Conventionally, the follow-up confirmation of the abnormal shadow candidate area extracted by CAD is performed by the medical image in which the abnormal shadow candidate area is displayed and the feature amount of the abnormal shadow candidate area displayed in text or table (calculated in the CAD extraction process). Value). For example, the image processing apparatus determines the display order for a plurality of abnormal shadow candidate areas according to the respective feature amounts, and sequentially moves the Axial cross section to display the abnormal shadow candidate areas. Therefore, a doctor or the like mainly confirms the shape of the abnormal shadow candidate region on the Axial section by an operation of moving the Axial section. That is, depending on the unevenness of the abnormal shadow candidate region, the low luminance, and the high luminance region, there is a possibility of overlooking the malignant findings such as the unevenness, the low luminance, and the high luminance region on the axial cross section. In addition, when creating a medical image in an arbitrary cross section where a medical doctor arbitrarily rotates, moves, and enlarges a medical image, the operation becomes complicated and takes time, and the determination of the cross section position is not reproducible. Problems remain in terms of operation.
JP 2006-239005 A JP 2006-325640 A JP 2003-265450 A Japanese Patent Laid-Open No. 2002-028154

  An object of the present invention is to provide a medical image display device and a medical image display program that can improve diagnosis accuracy and reduce an operation burden in the follow-up confirmation of an abnormal shadow candidate region.

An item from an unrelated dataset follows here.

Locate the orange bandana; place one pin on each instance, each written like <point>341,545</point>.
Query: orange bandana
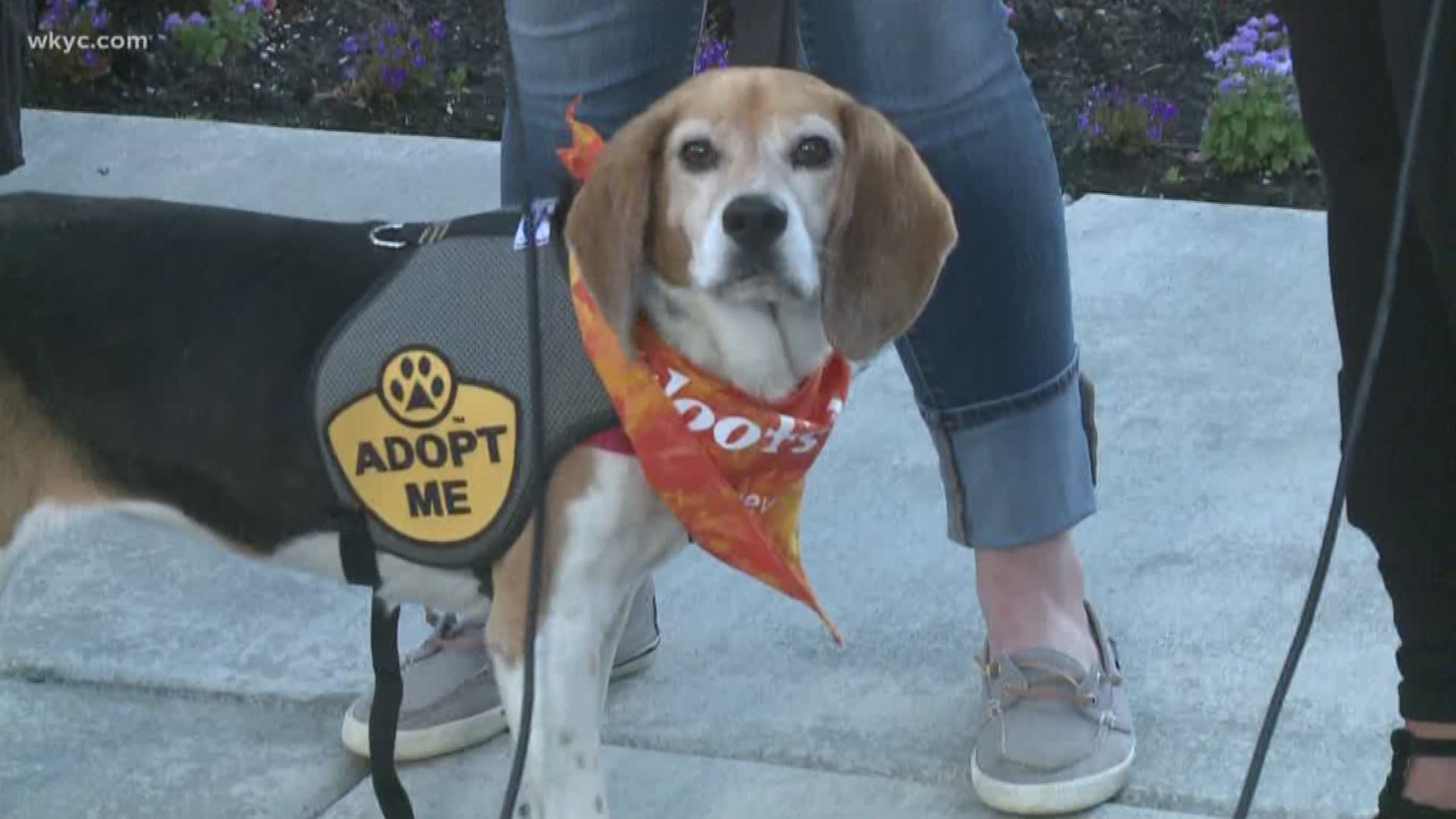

  In order to achieve the above object, the medical image display device of the present invention, in one aspect, a storage unit that stores volume data relating to a subject, and an abnormal shadow candidate area specification that specifies an abnormal shadow candidate area included in the volume data Section, a concavo-convex extraction section for extracting a concave portion and a convex portion of the specified abnormal shadow candidate region, and data of a cross-sectional image relating to a cross section including at least one portion of the extracted concave portion and the convex portion And an image display unit for displaying the generated cross-sectional image.

  In another aspect, the medical image display device of the present invention is a storage unit that stores volume data related to a subject, an abnormal shadow candidate region specifying unit that specifies an abnormal shadow candidate region included in the volume data, and the specified A low-brightness extraction unit that extracts a low-brightness part and a high-brightness part of the abnormal shadow candidate area, and cross-sectional image data relating to a cross section including at least one part of the extracted low-brightness part and high-brightness part And an image display unit for displaying the generated cross-sectional image.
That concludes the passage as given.